The Knicks overhauled their roster and hired a new coach over the summer after a disappointing end to the 2015-16 season. A few days into training camp, however, a key problem that made them a dysfunctional mess last season has already reappeared. President of basketball operations Phil Jackson is already pushing the new players to run the triangle offense, and they are already struggling with it.
“[Jackson] got mad at us one time because we were running the offense and we didn’t throw the ball into the post,” Derrick Rose said on Tuesday, according to Newsday's Al Iannazzone. “He came over, kind of grumpy a little bit. That was my first time ever seeing him like that.”
Endless talk about the triangle has been the one constant in Jackson's tenure in New York. He was supposed to step back and let head coach Jeff Hornacek put his own spin on the offense, but clearly that's not going to happen. Jackson does not seem ready to move on from his beloved system.
Unfortunately for Jackson, the other constant in his tenure is players struggle to pick it up. Two years ago, J.R. Smith said it was "a struggle" to adapt his game to fit the new system. He was soon traded to Cleveland, where he won a title. Last season, Derek Fisher was fired partially because he began to stray from the fundamentals of the triangle system.

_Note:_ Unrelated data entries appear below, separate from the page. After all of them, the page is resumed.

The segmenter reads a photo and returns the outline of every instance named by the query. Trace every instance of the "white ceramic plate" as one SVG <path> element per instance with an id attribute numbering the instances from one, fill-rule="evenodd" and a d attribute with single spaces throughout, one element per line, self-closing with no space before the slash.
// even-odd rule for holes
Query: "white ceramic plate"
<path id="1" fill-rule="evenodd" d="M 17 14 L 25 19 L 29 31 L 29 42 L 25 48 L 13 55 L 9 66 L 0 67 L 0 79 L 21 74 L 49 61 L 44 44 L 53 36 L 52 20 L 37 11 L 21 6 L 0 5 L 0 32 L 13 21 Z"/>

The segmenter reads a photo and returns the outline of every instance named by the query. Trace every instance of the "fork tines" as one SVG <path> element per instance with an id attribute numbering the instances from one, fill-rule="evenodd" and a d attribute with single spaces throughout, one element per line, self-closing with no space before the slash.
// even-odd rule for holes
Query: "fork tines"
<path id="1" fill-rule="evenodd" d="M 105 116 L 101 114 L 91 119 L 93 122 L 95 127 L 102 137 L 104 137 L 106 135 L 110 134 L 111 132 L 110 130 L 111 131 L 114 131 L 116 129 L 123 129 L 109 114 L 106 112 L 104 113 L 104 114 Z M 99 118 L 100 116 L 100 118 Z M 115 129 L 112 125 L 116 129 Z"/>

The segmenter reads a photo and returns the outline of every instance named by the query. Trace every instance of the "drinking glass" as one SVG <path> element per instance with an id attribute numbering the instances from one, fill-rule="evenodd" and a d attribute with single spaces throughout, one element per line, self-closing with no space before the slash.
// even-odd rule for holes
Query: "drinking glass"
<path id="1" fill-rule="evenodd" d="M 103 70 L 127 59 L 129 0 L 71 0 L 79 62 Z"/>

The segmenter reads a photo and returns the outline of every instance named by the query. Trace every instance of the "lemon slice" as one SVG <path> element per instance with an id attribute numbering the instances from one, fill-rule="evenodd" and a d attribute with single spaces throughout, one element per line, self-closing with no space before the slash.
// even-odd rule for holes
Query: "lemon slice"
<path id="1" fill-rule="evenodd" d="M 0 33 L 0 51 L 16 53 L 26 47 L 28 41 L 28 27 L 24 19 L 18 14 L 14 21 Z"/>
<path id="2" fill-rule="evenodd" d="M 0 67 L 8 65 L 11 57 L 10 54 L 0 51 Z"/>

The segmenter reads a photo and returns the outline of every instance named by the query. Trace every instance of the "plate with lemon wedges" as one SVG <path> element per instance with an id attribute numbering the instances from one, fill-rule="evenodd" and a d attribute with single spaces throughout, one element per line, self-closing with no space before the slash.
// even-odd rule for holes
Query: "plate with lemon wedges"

But at least those troubles happened in midseason. This year, it took just a handful of practices for Rose to call the "complicated" and "foreign." Though he expressed confidence that he would pick it up eventually, he added that he expects the Knicks to move away from it late in games.
“At the end of the game or a game-winning shot or something like that, I don’t think it’s going to be the triangle,” Rose said, via Newsday. “Either me or Melo will have to create for someone to take the shot."
To be fair to Jackson, other Knicks fit the system better than Rose. Carmelo Anthony has two years of experience with it, Joakim Noah is a terrific high-post passer, Kristaps Porzingis is gaining strength to score on the block, and players like Courtney Lee and Mindaugas Kuzminskas are good at moving without the ball. The Knicks could be proficient offensively even if Hornacek and Rose have to make concessions to make it happen.
As Rose suggested, Jackson's teams have also occasionally strayed from the triangle at times, especially late in games, to give his stars room to improvise. While he's trying to have the team stick to the system in training camp, Jackson might be fine with Hornacek empowering Rose and Anthony to take over for stretches once they have mastered the system.
At some point, however, Jackson must realize that he's the only coach who's experienced NBA success running the triangle, and he did it with some of the best players in league history. He’s tried to find the right personnel since becoming an executive, but has little success to show for his efforts after rebuilding the Knicks’ roster from scratch. In the last two seasons, the Knicks have finished 29th and 26th in offensive efficiency.
Alas, Jackson is clearly not ready to try something new, so expect to keep hearing plenty of stories about the Knicks struggling to pick up the triangle.